Bold: How to Go Big, Create Wealth and Impact the World
- First edition
- Author: Peter H. Diamandis, Steven Kotler
- Language: English
- Genre: Nonfiction
- Publisher: Simon & Schuster
- Publication date: 2015
- Pages: 317
- ISBN: 1476709564
- OCLC: 1065336709

= Bold (book) =

2015 book by Peter Diamandis and Steven Kotler

Bold: How to Go Big, Create Wealth and Impact the World is a book by Peter H. Diamandis and Steven Kotler that was published in 2015.

==Theme==
The book's three main points are:

1. How exponential technologies that are disrupting today's Fortune 500 companies are emerging faster than ever before, contrasting “exponential entrepreneurs” against “linear-thinking executives” who work in major corporations.
2. The psychological aspects of the bold.
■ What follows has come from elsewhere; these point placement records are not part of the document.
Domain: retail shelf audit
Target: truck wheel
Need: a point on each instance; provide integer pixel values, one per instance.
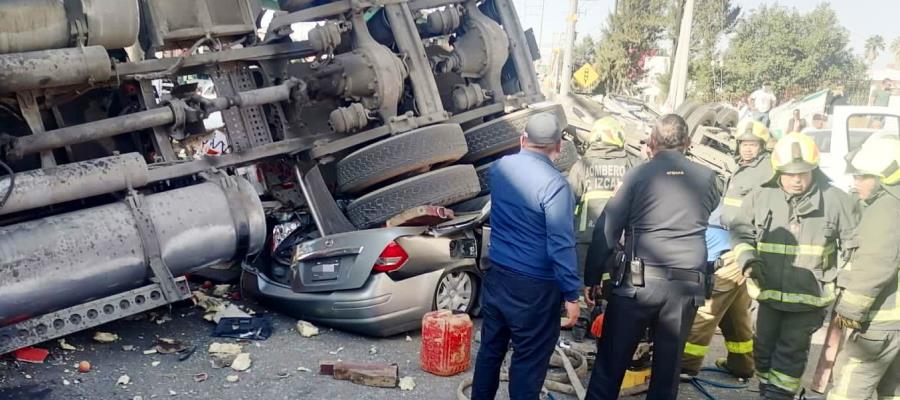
(503, 133)
(686, 108)
(439, 188)
(400, 154)
(568, 156)
(727, 117)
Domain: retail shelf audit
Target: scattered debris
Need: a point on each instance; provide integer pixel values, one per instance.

Here, Diamandis discusses what he learned from building his 15 companies.
3. Best practices, such as incentive competitions, crowd funding campaigns, and community building.

==Reception==
The Washington Post wrote that it "looks only on the bright side" and "overlooks some of the risks in exponential technologies, particularly the legal and ethical dilemmas they are creating." The Wall Street Journal wrote that the "authors prefer to rhapsodize rather than analyze the consequences of technological advance" and that it shows how the Silicon Valley people are "profoundly different" from the "rest of us".